Víctor sintió pena por aquel ser miserable y mezquino que parecía más preocupado por la situación económica de su familia que por el bienestar de su hija, que yacía víctima de la fiebre cerebral. Pensó que pertenecía a una clase social, la nobleza, que se moría con el siglo precisamente por sus ansias de aparentar, de fingir grandeza aun a costa de la propia supervivencia.

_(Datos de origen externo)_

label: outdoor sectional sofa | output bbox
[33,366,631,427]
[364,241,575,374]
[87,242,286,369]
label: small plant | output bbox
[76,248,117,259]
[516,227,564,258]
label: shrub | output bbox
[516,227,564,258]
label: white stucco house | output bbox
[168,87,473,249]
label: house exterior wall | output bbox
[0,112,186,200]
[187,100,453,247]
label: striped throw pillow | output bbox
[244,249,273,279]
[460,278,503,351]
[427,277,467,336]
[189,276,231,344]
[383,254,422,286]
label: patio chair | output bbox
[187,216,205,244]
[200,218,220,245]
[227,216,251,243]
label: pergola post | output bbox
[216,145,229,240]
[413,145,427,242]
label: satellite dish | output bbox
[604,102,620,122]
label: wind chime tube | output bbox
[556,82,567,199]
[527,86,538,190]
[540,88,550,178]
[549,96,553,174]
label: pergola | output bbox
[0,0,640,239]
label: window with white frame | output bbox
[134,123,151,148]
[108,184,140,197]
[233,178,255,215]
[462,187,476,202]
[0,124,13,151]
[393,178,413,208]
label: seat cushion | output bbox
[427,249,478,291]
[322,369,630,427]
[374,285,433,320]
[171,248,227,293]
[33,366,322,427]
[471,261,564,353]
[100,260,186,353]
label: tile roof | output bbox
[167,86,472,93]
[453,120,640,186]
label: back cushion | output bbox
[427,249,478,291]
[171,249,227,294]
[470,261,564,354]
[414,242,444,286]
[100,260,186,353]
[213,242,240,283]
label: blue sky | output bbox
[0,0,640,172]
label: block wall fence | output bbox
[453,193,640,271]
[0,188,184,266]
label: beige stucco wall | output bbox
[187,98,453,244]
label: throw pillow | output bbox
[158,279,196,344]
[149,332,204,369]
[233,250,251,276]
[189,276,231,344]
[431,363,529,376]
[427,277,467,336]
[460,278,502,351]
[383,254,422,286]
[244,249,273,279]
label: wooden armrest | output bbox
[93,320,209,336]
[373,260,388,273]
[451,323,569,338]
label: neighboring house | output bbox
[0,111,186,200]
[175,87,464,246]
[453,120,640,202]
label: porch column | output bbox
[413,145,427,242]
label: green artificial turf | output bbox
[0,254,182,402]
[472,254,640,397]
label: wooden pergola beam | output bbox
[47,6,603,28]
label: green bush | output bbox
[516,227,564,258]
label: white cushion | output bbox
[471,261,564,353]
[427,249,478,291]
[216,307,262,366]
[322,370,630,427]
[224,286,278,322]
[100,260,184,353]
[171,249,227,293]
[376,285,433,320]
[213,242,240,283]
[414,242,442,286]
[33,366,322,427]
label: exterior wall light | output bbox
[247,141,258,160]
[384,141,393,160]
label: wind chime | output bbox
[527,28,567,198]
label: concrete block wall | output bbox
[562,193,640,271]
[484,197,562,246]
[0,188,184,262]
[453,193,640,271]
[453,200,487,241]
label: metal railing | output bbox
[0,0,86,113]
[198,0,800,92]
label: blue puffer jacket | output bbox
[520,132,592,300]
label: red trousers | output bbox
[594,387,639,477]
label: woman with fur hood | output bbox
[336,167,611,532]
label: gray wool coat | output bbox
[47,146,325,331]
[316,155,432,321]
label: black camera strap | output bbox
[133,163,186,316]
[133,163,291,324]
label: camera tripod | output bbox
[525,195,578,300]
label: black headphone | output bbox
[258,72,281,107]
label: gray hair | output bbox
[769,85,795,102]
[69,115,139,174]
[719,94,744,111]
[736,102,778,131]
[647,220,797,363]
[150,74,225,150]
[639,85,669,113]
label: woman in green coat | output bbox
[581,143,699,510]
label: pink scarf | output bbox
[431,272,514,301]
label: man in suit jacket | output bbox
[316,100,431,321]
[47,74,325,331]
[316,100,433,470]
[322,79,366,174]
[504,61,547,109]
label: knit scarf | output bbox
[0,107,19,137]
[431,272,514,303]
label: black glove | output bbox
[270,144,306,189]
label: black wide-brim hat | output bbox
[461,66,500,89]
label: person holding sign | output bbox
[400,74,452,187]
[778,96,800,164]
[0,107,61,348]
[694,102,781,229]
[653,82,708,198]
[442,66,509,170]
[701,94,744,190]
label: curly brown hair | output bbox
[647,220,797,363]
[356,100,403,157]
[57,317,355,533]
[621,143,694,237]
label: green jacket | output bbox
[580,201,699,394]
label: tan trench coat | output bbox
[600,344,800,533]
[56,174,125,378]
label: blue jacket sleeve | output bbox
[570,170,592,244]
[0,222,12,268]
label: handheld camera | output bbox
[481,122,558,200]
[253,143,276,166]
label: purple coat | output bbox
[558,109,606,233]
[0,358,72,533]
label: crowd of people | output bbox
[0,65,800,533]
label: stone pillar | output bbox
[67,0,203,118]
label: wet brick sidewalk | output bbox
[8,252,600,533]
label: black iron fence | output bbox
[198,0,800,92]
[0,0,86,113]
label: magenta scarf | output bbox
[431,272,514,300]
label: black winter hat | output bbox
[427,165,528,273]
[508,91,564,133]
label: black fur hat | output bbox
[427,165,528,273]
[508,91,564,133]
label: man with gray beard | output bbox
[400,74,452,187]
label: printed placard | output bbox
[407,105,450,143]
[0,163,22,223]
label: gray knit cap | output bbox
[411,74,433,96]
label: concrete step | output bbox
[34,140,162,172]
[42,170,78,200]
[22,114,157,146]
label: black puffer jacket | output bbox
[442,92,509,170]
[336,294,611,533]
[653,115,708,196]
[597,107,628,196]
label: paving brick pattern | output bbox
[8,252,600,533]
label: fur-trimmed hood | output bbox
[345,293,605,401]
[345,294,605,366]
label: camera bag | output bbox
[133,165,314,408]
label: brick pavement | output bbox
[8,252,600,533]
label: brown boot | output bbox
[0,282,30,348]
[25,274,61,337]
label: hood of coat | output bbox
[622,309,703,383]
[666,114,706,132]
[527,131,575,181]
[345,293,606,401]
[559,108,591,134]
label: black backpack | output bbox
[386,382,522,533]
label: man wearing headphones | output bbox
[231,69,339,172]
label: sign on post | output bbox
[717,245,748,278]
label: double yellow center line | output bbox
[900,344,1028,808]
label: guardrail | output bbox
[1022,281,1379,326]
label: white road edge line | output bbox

—Mire, don Augusto —dijo muy serio—, es evidente que no puedo revelarle nada sobre lo que me ha dicho don Donato, como no puedo ni debo contar a nadie lo que usted me ha confiado entre estas cuatro paredes. Secreto profesional.
El otro lo miró con cara de circunstancias.
—Lo comprendo, joven, lo comprendo. Me veo en esta situación por mis propios errores, por mi ambición. Me hubiera ayudado saber qué va a hacer don Donato. Espero que algún día el cielo me perdone y que mi Aurora no tenga que pagar por mi mezquindad. Sólo quise salvar a mi familia de la vergüenza de la ruina.